Simon Fisher Turner
(MUTE STUMM 151 CD, 1996)

Review 1

by Matt Fftytche (The Wire, September 1996)

Ex-driver for Adam and the Ants; starring in Black Beauty and Michael Winner’s The Big Sleep; playing bass and guitar with The The; recording soundtracks for Derek Jarman’s The Last of England and Blue: Simon Fisher Turner’s CV reads like a random cut-up of 80s culture. Shwarma is an equally improbable blend of found sounds recorded from “Antigua to Tokyo, Jerusalem to Bangkok”; the pan pipes of Incantation’s Sergio Avila; the poetry from Quentin Stevenson and Nasia Hadon; vocals from Martyn Bates (Eyeless In Gaza) and Jocelyn West (Miranda Sex Garden); and ex-Wire member Bruce Gilbert’s noise sculptures. It has all the makings of a Wim Wenders-style concept album about trans-urban bewilderment, but manages to remain insistent through sheer sonic verve.

Shwarma opens with clanging bells and the sampled hum of public spaces, but quickly adds more incongrous layers of sound and context: distorted guitar mingled with radio hiss, a warm electric organ and thudding bass and clear female vocals, before sloping away into free sax warbles and global flute.
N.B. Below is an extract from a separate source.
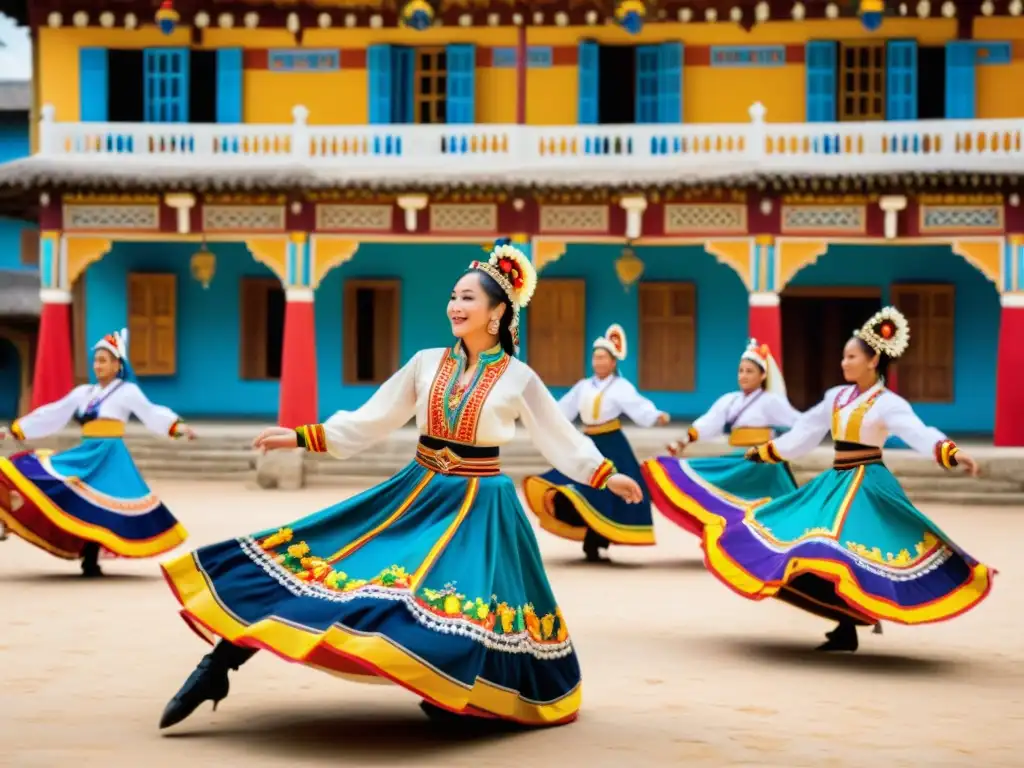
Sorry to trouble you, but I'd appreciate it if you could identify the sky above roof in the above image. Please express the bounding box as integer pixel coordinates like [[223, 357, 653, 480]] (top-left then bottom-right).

The hallucinatory “Gong/Echo” sounds like a procession of Zen monks entering the body of a radio receiver before a closing ceremony inside a radiator.

Potentially a Babel of competing samples, Turner’s extreme drive towards clarity in the mix means that the differing textures – for instance, “Classical Piano”’s slow fusion-style melody on bass and guitar and abrasive radio snatch of Arabic singing – form part of a coherent aural stream. The clear, pastoral vocals of “Cut” take place within a violent electronic attack of bleeps and crackle, descending into faint radio and street sounds.

There’s an uneven tussle here between lyrical narrative and vibrant, post-Stockhausen sonic exploration. Recurring dramatis personae – Stevenson’s quavering, RSC-style poetic delivery; Hadon’s rich Iranian/Persian recitations; and the pseudo-pastoral yearnings of Bates and West (“A white blossoming pear/A hawthorn drying her hair” … hmmm) [“I didn’t write this stuff!” – Martyn Bates] – tip the album into sentimental voyage mode, where it occasionally coalesces in an ecstatic lyricism (the suspended, searing melodies of the canonic “Serial”). However, the general swiftness and obliquity of the changes (most of the tracks are only two or three minutes long) twist this potentially private arrangement out into a more public realm of cross-wired sonic information. A British ruralist fantasy soundscaped in the Interzone.